I’ve been wondering when Gabe Rivera would finally get around to “monetizing” his wildly popular (in tech circles) TechMeme. Gabe clearly put a lot of thought into his sponsorship model, which allows sponsors to display items from their RSS content feed on the front page of TechMeme. It’s very original, and like all great ideas, totally obvious once you see it.

As TechMeme-pleasingly New Media as TechMeme sponsorships seem to be, the question of their effectiveness can be addressed with very Old Media terms: “earned” vs. “paid” placement. As Erick Schonfeld points out:

Of course, the counter-argument to all of this is that if these corporate bloggers really had something interesting to say, their posts would show up on Techmeme naturally. To be fair, this already does happen with the posts of at least one of the initial sponsors, Ross Mayfield of Socialtext.

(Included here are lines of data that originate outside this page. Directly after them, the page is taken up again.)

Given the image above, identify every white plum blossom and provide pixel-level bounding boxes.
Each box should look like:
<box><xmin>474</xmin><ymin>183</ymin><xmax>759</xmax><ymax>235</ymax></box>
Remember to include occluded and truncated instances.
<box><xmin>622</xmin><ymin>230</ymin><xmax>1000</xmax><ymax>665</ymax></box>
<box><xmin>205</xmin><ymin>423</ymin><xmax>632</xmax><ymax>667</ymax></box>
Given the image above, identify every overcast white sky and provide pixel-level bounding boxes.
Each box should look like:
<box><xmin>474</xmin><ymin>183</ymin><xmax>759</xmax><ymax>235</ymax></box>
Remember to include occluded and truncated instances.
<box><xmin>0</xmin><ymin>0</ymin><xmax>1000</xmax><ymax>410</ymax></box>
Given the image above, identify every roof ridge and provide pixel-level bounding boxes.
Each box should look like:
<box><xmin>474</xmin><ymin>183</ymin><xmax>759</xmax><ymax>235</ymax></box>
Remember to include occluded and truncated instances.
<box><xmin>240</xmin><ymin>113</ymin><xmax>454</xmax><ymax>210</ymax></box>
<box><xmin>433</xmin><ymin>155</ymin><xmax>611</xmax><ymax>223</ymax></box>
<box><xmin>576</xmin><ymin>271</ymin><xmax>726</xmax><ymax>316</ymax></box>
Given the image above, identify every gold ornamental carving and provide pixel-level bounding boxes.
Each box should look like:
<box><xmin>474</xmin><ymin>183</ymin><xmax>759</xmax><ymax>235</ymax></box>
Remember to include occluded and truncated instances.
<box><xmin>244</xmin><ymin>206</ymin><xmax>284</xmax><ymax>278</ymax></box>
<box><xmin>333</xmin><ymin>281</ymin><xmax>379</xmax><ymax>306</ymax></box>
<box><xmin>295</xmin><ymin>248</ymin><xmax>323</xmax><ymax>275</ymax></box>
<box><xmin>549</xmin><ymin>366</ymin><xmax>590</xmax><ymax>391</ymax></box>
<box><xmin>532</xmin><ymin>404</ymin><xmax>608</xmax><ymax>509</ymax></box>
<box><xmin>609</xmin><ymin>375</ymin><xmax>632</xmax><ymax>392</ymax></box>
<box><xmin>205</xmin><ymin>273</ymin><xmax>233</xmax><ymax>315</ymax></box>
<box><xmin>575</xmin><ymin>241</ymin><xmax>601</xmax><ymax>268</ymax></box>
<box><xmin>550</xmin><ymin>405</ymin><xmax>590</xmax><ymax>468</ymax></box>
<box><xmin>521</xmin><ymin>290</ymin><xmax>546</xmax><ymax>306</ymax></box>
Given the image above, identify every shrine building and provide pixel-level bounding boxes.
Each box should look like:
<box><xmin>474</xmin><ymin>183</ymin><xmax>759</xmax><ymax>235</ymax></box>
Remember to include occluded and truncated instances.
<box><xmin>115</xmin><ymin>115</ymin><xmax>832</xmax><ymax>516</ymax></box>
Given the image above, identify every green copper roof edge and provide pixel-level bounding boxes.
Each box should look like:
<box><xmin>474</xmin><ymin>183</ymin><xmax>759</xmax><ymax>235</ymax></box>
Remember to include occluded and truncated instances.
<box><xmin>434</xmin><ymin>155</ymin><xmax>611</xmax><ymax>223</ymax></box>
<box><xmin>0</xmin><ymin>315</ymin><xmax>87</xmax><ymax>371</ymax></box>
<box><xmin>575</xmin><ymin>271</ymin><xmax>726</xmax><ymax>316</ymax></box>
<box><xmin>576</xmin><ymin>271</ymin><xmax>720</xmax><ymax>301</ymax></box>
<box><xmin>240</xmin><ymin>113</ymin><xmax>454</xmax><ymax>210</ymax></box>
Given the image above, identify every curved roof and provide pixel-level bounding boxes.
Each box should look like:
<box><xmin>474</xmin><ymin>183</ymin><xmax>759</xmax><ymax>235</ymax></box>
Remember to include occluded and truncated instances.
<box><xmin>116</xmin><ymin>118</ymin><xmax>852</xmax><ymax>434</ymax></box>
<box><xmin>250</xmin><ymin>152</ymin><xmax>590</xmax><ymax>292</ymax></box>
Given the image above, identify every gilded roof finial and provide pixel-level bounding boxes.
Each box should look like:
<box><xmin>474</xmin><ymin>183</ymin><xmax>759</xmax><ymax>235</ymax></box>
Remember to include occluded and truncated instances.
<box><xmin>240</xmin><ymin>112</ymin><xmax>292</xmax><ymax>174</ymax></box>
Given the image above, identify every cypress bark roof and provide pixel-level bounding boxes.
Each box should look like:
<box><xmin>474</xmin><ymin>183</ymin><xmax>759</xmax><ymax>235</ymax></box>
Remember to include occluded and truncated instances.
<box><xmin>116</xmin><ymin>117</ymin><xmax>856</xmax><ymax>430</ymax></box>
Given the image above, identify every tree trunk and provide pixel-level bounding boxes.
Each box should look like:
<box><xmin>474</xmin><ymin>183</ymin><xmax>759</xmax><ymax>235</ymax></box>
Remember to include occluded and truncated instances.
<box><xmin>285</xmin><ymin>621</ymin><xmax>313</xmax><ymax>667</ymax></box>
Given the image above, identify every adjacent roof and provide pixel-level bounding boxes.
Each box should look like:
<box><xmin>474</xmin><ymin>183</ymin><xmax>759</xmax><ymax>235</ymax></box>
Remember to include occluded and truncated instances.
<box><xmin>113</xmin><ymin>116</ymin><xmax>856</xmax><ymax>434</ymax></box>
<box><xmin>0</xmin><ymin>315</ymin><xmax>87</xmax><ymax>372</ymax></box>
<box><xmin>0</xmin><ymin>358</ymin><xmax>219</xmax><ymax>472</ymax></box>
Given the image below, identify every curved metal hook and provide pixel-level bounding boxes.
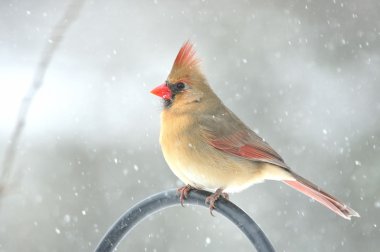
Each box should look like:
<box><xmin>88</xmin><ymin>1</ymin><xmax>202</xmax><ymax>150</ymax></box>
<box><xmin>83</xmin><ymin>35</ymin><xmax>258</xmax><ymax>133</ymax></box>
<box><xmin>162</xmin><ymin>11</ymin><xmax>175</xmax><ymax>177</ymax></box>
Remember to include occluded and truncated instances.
<box><xmin>95</xmin><ymin>189</ymin><xmax>274</xmax><ymax>252</ymax></box>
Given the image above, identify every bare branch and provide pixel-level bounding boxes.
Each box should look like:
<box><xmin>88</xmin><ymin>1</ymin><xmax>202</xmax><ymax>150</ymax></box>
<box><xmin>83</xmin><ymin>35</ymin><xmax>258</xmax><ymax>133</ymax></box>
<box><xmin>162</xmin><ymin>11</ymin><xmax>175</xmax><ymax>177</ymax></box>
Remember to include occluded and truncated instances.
<box><xmin>0</xmin><ymin>0</ymin><xmax>84</xmax><ymax>196</ymax></box>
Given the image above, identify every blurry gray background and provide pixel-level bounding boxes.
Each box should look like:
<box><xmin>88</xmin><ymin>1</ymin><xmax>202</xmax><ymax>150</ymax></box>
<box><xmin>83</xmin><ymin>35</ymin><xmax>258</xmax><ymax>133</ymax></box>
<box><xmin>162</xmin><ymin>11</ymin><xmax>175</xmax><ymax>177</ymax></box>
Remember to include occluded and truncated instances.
<box><xmin>0</xmin><ymin>0</ymin><xmax>380</xmax><ymax>252</ymax></box>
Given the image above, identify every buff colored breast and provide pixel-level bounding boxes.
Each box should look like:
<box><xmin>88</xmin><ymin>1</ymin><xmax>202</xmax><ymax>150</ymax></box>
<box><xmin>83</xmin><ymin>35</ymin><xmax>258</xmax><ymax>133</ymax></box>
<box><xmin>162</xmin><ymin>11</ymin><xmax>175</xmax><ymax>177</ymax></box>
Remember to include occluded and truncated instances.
<box><xmin>160</xmin><ymin>110</ymin><xmax>284</xmax><ymax>192</ymax></box>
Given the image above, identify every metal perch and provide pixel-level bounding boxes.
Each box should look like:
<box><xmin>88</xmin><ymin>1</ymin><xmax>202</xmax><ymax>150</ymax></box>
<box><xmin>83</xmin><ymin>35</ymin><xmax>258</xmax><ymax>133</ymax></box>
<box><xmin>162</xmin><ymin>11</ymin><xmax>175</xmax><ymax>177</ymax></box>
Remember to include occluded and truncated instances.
<box><xmin>95</xmin><ymin>189</ymin><xmax>274</xmax><ymax>252</ymax></box>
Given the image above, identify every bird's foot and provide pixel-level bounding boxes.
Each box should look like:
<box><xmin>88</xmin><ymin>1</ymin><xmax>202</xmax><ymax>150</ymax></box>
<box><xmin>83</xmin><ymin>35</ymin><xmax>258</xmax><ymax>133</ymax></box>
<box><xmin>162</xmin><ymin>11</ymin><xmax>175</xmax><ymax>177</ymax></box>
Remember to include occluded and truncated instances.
<box><xmin>205</xmin><ymin>188</ymin><xmax>229</xmax><ymax>216</ymax></box>
<box><xmin>177</xmin><ymin>185</ymin><xmax>194</xmax><ymax>206</ymax></box>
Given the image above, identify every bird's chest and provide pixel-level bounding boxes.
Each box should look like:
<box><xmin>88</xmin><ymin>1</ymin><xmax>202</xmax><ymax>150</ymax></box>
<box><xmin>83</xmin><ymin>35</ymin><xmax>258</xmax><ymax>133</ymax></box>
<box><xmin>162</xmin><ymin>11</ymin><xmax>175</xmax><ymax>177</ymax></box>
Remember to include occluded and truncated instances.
<box><xmin>160</xmin><ymin>111</ymin><xmax>209</xmax><ymax>186</ymax></box>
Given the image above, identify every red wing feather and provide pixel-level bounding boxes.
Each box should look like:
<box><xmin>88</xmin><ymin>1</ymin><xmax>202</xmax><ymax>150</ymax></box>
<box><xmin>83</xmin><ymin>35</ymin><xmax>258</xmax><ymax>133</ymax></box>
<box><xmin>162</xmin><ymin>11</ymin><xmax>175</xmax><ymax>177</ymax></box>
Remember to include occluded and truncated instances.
<box><xmin>209</xmin><ymin>131</ymin><xmax>287</xmax><ymax>168</ymax></box>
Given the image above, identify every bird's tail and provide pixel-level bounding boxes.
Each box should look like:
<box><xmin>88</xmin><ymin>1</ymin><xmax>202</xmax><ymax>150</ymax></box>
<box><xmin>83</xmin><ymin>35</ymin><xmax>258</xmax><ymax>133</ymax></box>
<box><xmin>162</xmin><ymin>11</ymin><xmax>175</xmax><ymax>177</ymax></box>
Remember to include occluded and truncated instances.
<box><xmin>282</xmin><ymin>173</ymin><xmax>360</xmax><ymax>220</ymax></box>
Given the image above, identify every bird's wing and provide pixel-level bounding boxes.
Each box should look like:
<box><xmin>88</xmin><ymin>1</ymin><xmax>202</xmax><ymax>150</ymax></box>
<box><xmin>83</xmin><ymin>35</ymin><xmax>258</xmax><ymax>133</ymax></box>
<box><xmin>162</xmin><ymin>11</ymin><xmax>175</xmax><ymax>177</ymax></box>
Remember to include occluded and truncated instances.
<box><xmin>199</xmin><ymin>106</ymin><xmax>288</xmax><ymax>168</ymax></box>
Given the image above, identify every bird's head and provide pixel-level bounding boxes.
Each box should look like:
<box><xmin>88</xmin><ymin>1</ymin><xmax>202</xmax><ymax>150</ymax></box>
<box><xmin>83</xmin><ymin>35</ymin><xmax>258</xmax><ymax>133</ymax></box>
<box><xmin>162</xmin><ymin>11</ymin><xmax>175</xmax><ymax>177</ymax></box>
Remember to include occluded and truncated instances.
<box><xmin>151</xmin><ymin>42</ymin><xmax>212</xmax><ymax>109</ymax></box>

If the best corporate bloggers like Ross Mayfield can earn their way onto TechMeme, why pay? A few reasons come to mind. First, earned media has to be earned (duh) — there’s no guarantee that any corporate blogger can get a post up on TechMeme on any given day. Second, a sponsor who is skilled at earning editorial spots on TechMeme can take advantage of the paid placement by writing about topics that are likely to “earn” the attention of TechMeme readers.

Paid placement is not a free pass — the attention still has to be earned.

If only the rest of advertising could figure that out.